The vitriol was partly due to the fractured Malay voters who are now split between Umno, Bersatu, PAS, and PKR all scrambling to win over the community's support.

Bersatu’s alignment with PAS, and a reliance on race- and religion-based narratives, were important factors in PN’s success in GE15 and have been employed as their messaging heading into the state elections.

“The question is: How can they do so in ways that negate toxic identity politics tropes (tropes on which Umno, too, has always relied), in an online environment promoting narratives that incite and enrage, without cracking down on the growing freedom of expression?.

“There is little consensus, either in Malaysia or globally, about how to work towards this effectively. Scholars, NGOs, and policymakers grapple about whether regulation should target individual citizens (such as those creating or even spreading disinformation) or big tech companies more broadly,” he said.

However, Tapsell also qualified that social media was not the sole cause of Malaysia’s polarisation and that it was ultimately, party elites who choose the narratives and PR companies, social media campaigners, and cybertroopers will often follow that lead.

“How parties differentiate themselves to voters on policy issues other than race and religion remains crucial,” he said.

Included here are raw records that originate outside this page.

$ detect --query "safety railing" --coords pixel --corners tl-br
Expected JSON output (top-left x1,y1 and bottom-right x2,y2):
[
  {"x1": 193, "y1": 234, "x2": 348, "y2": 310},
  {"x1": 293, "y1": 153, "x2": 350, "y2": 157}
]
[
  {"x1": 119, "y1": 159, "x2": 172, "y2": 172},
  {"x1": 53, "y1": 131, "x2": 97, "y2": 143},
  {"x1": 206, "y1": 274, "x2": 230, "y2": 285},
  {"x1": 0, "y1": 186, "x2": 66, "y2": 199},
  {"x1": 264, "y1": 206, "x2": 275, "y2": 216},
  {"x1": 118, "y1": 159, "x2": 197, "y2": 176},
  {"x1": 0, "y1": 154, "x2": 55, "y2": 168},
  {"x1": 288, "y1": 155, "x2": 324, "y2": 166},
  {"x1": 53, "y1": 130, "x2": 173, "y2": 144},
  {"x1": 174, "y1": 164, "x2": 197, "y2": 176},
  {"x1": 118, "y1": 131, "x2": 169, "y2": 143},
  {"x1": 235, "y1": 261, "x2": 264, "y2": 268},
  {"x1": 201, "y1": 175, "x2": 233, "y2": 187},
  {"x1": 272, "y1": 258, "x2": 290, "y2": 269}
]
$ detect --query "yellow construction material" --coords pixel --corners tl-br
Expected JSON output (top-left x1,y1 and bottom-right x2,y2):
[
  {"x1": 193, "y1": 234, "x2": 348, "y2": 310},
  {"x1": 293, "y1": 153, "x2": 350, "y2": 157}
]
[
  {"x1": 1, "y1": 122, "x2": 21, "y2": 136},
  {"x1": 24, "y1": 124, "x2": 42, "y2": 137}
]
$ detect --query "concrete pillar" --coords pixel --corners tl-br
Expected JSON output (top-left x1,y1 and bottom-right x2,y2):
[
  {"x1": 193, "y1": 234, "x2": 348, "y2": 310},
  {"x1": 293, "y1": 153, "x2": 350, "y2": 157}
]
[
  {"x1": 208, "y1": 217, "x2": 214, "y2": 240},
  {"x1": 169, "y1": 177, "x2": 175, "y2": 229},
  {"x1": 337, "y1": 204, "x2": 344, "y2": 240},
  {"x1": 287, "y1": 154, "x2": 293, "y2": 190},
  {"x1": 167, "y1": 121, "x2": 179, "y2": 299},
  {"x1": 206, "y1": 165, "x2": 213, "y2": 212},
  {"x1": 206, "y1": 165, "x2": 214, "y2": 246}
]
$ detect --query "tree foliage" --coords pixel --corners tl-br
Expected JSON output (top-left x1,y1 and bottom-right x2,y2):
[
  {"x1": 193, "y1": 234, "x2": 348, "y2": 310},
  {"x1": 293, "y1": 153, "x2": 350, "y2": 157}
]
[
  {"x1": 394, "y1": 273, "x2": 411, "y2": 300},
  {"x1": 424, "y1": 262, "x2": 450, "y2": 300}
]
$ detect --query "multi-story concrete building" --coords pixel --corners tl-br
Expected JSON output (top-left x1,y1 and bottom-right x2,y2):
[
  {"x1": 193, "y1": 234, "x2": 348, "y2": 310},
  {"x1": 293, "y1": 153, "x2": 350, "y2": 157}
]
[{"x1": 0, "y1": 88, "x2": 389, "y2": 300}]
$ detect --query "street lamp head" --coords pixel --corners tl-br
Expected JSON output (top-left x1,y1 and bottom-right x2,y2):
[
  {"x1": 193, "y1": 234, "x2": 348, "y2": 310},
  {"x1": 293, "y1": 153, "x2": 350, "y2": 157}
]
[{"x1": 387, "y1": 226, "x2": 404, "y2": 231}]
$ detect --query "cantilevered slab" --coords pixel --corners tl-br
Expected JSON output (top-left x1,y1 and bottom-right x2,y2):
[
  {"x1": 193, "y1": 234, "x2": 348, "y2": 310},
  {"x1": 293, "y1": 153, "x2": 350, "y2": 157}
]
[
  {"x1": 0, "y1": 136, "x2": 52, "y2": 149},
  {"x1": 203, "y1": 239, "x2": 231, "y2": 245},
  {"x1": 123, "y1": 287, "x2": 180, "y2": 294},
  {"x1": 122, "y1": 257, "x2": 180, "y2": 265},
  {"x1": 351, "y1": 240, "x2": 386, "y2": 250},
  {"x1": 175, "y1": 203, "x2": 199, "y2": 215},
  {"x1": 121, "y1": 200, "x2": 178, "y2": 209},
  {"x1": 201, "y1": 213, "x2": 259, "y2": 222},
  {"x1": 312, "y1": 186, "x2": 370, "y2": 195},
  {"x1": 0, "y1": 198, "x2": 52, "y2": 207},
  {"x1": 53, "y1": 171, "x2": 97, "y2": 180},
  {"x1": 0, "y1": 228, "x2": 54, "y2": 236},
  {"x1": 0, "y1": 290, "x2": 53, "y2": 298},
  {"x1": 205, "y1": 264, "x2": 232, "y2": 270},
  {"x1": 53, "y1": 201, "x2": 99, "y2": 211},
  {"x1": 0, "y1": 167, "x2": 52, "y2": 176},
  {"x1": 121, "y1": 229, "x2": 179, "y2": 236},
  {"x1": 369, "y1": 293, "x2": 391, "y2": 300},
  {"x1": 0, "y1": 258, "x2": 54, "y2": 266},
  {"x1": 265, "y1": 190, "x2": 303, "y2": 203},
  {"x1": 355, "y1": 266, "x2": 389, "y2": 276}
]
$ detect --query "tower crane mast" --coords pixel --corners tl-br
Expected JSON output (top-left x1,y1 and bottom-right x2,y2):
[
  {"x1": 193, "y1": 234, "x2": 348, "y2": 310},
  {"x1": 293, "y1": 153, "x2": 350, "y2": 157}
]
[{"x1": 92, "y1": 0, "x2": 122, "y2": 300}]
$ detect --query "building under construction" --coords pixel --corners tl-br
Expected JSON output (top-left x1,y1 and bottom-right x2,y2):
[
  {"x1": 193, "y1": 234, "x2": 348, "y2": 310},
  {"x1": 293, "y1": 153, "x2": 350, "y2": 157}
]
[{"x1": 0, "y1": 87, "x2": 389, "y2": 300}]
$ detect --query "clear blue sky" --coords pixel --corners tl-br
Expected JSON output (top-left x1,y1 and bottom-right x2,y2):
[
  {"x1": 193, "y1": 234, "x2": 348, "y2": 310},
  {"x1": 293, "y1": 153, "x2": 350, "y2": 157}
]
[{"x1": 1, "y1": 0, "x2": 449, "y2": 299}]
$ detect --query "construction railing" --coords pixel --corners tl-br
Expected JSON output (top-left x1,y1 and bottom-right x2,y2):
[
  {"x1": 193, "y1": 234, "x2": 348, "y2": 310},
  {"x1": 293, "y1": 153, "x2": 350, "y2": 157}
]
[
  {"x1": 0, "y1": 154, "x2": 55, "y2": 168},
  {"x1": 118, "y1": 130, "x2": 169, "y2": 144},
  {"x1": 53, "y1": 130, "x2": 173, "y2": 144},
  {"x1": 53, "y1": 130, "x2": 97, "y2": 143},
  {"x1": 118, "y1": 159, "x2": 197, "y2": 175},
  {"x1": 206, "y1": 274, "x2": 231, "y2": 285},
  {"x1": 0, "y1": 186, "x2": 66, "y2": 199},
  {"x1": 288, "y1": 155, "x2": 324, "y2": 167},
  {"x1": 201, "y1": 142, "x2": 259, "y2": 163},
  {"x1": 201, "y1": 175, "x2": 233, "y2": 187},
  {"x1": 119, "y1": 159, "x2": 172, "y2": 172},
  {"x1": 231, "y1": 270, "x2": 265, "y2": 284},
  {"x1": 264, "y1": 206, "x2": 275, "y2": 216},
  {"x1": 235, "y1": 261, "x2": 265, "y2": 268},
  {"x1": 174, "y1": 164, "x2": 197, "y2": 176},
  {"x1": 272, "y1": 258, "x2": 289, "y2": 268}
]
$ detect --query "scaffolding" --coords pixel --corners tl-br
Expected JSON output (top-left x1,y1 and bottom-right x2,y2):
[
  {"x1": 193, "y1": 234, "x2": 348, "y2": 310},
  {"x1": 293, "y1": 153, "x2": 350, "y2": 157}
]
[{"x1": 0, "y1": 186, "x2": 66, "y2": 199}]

In 2008, the parties that eventually formed Pakatan Harapan had used blogs and then-nascent social media to overcome their restricted access to mainstream news outlets, denying Barisan Nasional its supermajority in Parliament then and accelerating its decline.

During last year’s general election, however, these same parties had rings run around them by those in former ruling coalition Perikatan Nasional, which tapped into the pulse of Malay social media through its deft use of the TikTok short video sharing platform.

This had allowed the coalition, which had all been written off before polling, to come within touching distance of forming the federal government.